- Allianz predicts that the shipping sector’s revenue will jump by 19% year over year, and its operating cash flow will grow by 8%.
- It is predicted that container shipping companies would further deleverage in 2022 and 2023.
2022 to set records for container shipping companies, reports Allianz.
The insurer forecasts that the shipping sector’s revenue will leap by 19% year over year, and its operating cash flow will rise by 8%. It said that freight rates are likely to remain lofty in 2023 due to halted delivery of new vessels, new laws on CO2 emissions, scarcities of truck drivers, and increased prices for fuel, containers, and vessels.
The report found that higher cash generation has enabled the industry to adapt to new environmental, social, and governance criteria. With investments growing by 61% year over year in 2021. Additionally, gross debt fell by 5% year over year in 2021.
However, despite increased capital expenditures, Allianz predicted that shipping capacity would not increase as expected. The sector’s current investment efforts have not been in line with its capabilities.

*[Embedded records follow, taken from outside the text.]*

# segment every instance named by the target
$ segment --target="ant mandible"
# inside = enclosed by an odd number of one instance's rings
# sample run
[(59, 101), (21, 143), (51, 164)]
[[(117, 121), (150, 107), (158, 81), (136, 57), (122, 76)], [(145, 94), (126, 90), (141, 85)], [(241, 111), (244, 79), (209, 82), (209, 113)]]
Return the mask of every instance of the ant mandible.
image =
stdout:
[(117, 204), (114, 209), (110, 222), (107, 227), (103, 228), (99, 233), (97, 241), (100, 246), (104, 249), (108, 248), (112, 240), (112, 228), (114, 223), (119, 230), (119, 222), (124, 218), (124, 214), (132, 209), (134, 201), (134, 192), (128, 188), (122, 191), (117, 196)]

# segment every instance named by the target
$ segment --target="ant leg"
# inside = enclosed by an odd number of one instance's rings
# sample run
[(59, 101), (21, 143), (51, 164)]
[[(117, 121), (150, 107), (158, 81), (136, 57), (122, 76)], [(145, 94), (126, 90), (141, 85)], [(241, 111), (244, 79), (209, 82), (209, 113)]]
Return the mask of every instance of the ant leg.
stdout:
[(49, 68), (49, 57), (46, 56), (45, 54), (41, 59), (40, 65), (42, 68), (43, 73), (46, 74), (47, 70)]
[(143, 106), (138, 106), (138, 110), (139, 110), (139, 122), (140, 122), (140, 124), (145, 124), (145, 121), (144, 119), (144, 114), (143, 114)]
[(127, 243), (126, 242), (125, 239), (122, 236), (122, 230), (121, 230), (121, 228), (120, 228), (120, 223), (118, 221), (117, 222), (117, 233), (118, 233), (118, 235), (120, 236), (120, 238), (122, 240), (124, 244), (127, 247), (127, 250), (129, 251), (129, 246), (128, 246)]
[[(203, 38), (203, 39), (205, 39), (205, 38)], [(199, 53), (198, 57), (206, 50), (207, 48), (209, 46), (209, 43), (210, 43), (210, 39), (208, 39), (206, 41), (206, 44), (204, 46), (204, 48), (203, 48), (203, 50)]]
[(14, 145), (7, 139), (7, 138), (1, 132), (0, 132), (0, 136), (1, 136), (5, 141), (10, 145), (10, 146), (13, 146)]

While freight rates have fallen 32% year to date, they are still well above their pre-pandemic average, according to the report. Current freight rates average US$6,400 per 40-foot box, compared to US$1,450 per 40-foot box pre-pandemic.
In addition, while 35% of new ship orders should be delivered in 2023 and 39% in 2024, these new ships are likely to refurbish the fleet rather than fully improve it, as regulations force companies to retire older ships.